The summer Olympics have overall much higher numbers of event participants than winter, yet both summer and winter games see a general increase in number of participants over time. The only countries that see a general decrease are the US, France and Great Britain, which all had a peak over 900 event participants.
Overall, we were able to glean some very interesting results from our analysis of the Olympic data. First, we took a look at the factors that affected an athlete’s BMI and learned that there are a few that make a difference. An athlete’s age, sex, and country of representation all had a discernible relationship with and impact on their BMI as shown in our graphs. Next, we examined whether BMI affected athlete success at the Olympics. However, it does not seem that there are significant differences between the BMI distributions for any category of medal or not even winning a medal at all.
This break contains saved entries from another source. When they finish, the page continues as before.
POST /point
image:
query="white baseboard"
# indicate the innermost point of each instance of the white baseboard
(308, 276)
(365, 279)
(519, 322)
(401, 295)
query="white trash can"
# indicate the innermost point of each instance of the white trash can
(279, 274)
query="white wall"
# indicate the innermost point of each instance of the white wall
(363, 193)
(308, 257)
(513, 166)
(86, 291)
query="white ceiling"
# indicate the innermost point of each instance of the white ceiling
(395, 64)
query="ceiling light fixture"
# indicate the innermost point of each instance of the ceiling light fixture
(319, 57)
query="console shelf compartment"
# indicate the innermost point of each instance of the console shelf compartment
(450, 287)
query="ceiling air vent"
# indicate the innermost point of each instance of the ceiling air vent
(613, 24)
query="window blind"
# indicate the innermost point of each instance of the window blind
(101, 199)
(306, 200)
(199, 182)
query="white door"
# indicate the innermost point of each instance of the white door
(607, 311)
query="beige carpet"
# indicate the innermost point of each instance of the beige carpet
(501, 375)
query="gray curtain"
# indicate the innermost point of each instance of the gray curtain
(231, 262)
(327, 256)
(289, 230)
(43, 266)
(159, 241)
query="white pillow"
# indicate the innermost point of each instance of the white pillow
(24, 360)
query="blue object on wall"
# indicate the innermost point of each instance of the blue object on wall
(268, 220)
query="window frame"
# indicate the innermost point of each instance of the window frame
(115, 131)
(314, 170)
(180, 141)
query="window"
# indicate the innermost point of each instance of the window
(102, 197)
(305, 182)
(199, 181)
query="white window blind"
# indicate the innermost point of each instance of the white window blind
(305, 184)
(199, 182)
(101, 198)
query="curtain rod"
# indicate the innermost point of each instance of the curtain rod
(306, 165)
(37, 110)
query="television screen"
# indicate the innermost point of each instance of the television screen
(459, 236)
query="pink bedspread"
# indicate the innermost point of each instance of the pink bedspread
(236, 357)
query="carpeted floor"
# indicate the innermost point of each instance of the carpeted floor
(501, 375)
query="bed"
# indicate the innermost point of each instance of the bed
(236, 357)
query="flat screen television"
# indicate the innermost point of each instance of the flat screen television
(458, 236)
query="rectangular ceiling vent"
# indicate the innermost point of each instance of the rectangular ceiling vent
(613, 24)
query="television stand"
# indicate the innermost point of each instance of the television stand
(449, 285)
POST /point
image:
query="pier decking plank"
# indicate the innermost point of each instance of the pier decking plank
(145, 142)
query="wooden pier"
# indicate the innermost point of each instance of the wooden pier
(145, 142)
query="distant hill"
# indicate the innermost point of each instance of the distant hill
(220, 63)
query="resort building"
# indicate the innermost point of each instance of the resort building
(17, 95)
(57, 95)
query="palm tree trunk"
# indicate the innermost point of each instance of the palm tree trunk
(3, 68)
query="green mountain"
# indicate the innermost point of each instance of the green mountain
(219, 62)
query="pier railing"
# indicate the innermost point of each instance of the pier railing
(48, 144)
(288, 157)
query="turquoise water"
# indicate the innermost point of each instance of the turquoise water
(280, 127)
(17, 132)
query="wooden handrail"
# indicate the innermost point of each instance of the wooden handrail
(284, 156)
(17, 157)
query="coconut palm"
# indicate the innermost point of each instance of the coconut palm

Based on this, it looks like BMI really doesn’t matter as much when it comes to winning! After finding out that BMI doesn’t really affect medal wins, we then looked into how medal wins differ across countries, namely the top 10 medal winning countries specifically. It seems like there is an upward trend of medals won for most of those countries generally. However, we also found out that their medal distributions do differ across season, most notably the US, Canada, and Russia. Finally, we took a look at Olympic participation by country and found that the number of participants in Olympics have generally increased over time, with the exception of a few countries. Overall, our analysis of this dataset has revealed fascinating insights that further inform our knowledge of the Olympics and the athletes involved, as well as their countries.